The Talmud explains that part of the miraculous positioning of the Kruvim was due to the fact their wingspans alone were equivalent to the entire width of the Holy of Holies. Where, then, were their bodies? The Talmud posits a series of possible answers: Perhaps they stood on a diagonal, or perhaps they stood with their wings overlapping, or perhaps they stood with their wings protruding from the center of their backs like chickens (this is the Talmud’s image, not my own!). What I like about all of these answers is that they all have to do with how to share space – how to make room for another person, and how to let another person into your space. That this space is the Holy of Holies is not incidental. I feel privileged, in the past few months, that D has made room for me in his life, and that I, in turn, have felt so eager to let him into mine. This intimate shared space, built on a deep trust that developed between us over time, is truly, to my mind, a sacred enclosure.
In speaking of the Kruvim, the Talmud goes on to ask
כיצד היו עומדין
How were they standing? Rabbi Yochanan and Rabbi Elazar disagree about this. One rabbi says that they were facing each other
פניהם איש אל אחיו
(perhaps looking into each other eyes?)
And the other rabbi says that they were facing the walls of the Kodesh Kodashim, meaning that they were turned away from each other, as per a verse from Divrei Hayamim (II 3:13):
The Talmud famously resolves this contradiction by saying that both answers are correct, though they apply at different moments.
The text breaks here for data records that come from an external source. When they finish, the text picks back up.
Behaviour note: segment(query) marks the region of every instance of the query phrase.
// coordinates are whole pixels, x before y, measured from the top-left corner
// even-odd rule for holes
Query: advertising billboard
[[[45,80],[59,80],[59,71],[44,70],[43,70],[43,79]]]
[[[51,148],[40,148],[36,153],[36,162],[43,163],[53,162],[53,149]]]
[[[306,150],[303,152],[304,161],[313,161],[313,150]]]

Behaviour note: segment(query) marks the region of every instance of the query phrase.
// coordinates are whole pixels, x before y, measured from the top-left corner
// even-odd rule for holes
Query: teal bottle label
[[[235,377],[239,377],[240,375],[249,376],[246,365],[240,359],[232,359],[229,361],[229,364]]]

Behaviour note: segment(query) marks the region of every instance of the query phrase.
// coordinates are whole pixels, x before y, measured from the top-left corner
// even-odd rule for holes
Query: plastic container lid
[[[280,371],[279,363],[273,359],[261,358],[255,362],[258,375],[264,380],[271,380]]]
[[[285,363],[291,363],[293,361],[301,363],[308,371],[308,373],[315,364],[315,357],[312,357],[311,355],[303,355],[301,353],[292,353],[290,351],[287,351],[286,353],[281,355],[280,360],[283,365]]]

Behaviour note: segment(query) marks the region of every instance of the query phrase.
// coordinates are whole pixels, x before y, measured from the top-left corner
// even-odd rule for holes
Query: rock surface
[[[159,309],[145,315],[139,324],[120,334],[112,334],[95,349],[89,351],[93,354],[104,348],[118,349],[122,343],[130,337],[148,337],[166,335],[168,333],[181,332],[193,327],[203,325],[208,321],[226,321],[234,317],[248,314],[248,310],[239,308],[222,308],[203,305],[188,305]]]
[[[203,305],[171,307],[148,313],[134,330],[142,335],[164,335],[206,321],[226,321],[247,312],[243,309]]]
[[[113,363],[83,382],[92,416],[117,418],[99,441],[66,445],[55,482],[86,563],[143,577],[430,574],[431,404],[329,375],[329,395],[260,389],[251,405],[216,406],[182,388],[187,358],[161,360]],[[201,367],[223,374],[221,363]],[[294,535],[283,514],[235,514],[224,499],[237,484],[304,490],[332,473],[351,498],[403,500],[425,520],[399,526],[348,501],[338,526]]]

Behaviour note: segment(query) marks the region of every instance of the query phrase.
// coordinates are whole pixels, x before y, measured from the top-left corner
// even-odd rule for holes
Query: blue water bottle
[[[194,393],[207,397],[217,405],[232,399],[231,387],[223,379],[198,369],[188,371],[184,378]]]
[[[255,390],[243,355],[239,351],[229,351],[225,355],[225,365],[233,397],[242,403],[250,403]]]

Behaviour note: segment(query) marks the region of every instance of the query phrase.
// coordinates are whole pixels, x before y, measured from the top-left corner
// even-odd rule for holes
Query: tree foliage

When Israel is doing God’s will, the two Kruvim are facing each other; when Israel is not doing God’s will, they are facing away from each other.
It is my hope, in our marriage, that we will spend most of our time facing towards and not away from each other, working in partnership to do God’s will in the world. After all, it is from the space between the Kruvim that God speaks to the people –
ונועדתי לך שם ודברתי אתך מעל הכפורת מבין שני הכרובים
There I will meet with you, and I will speak to you, from above the cover, from between the two cherubim.” (Exodus 25: 22)
God speaks from between the two Kruvim, a space that our teacher Avivah Zornberg describes as the “locus of desire.” I like to think that this is also the space between Ish and Isha, that is, the space of Shechina — the presence of God whose dwelling place is the Holy of Holies and all our holiest moments.
Of course, two people, no matter how much they are in love, cannot and should not always be looking at each other. And so when we are not looking at one another, I hope that we are at least looking in the same direction, as expressed by the poet Frank Bidart: “The love I’ve known is the love of two people staring not at each other, but in the same direction.” Bidart’s image offers me a new way of thinking about this sugya. When both Kruvim are facing the walls, Pneyhem LaBayit, perhaps they are looking not at opposite walls but at the same wall, as D and I look together today towards our shared future. As we prepare to move into our own Beit Chatanot, we set our sights towards a future in which we will always have moments of looking into one another’s eyes; always make space for one another; and always carry with us the memory of today, of standing suspended in this miracle.